I came across this photograph – number 28 of 33 fun snapshots taken at just the perfect, split-second moment:
Eyes squeezed tightly shut against the explosion of watery, soapy wonderful, the child’s smile is captured just as it changes from delight to surprise. Seeing this picture I bet that we all stopped, smiled and remembered what it was like to chase and annihilate bubbles. Sometimes the race to see how many we could pop was even more fun than creating them with our various blowers and wands.
After all, a bubble is just a thin, iridescent film of soapy water filled with air. How does something so simple and common bring such smiles to our faces? Even looking up the scientific makeup of a bubble didn’t take away the tendency inside to smile as I read the facts: “The film that makes the bubble has three layers. A thin layer of water is sandwiched between two layers of soap molecules. Each soap molecule is oriented so that its polar (hydrophilic) head faces the water, while its hydrophobic hydrocarbon tail extends away from the water layer. (I know you’re smiling now.) No matter what shape a bubble has initially, it will try to become a sphere. Though soap bubbles are traditionally made from (you guessed it) soap, most bubble solutions consist of detergent in water.”

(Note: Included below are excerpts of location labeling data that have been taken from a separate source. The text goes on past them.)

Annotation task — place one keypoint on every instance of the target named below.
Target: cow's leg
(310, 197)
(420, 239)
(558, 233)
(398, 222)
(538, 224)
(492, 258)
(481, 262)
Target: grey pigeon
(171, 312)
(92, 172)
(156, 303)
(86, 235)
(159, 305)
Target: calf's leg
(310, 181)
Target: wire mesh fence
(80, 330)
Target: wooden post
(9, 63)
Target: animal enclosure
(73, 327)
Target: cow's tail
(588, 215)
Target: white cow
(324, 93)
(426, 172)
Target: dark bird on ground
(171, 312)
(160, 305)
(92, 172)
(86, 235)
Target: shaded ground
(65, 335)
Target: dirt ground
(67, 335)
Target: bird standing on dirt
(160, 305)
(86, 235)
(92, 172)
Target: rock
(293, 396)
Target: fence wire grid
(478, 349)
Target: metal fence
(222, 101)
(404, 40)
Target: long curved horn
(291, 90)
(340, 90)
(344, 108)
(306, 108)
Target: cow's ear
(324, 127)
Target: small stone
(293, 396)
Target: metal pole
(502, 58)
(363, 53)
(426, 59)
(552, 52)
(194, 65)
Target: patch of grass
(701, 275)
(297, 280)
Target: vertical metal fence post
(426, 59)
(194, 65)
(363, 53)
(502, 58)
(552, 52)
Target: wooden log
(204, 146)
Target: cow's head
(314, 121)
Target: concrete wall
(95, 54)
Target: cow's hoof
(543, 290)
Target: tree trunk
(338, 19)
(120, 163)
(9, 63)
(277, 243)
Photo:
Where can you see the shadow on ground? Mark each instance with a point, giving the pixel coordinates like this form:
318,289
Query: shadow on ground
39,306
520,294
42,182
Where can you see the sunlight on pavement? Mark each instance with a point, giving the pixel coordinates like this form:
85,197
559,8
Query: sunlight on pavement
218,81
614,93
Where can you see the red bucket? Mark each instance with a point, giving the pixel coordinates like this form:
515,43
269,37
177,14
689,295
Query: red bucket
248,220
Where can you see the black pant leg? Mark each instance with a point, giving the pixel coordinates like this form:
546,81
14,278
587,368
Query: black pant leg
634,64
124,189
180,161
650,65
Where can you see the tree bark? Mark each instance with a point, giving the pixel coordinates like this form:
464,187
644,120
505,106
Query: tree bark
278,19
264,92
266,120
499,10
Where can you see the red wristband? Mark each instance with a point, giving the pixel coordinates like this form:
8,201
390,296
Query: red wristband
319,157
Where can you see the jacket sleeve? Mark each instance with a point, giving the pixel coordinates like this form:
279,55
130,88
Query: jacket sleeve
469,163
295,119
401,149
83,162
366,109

The how of it just doesn’t matter. Bubbles are fun. Bubbles make children giggle uncontrollably. Bubbles get us to gaze in wonder at miniature rainbows dancing across the lawn. Birdseed is out and bubbles now greet newlywed couples as they leave the celebration for the rest of their lives. Perhaps bubbles transport us back to our childhoods and give us a great excuse to play with abandon again. Kids blow bubbles in their milk, in the bathtub and with a twinkle of the eye dare you to make them to stop without your laughing with them.
Laughter is good for the soul ~ good for the body as well. It soothes the cranky as really, there is just no angry way to say bubbles.
Go play – make some bubbles. Some even make a living at it!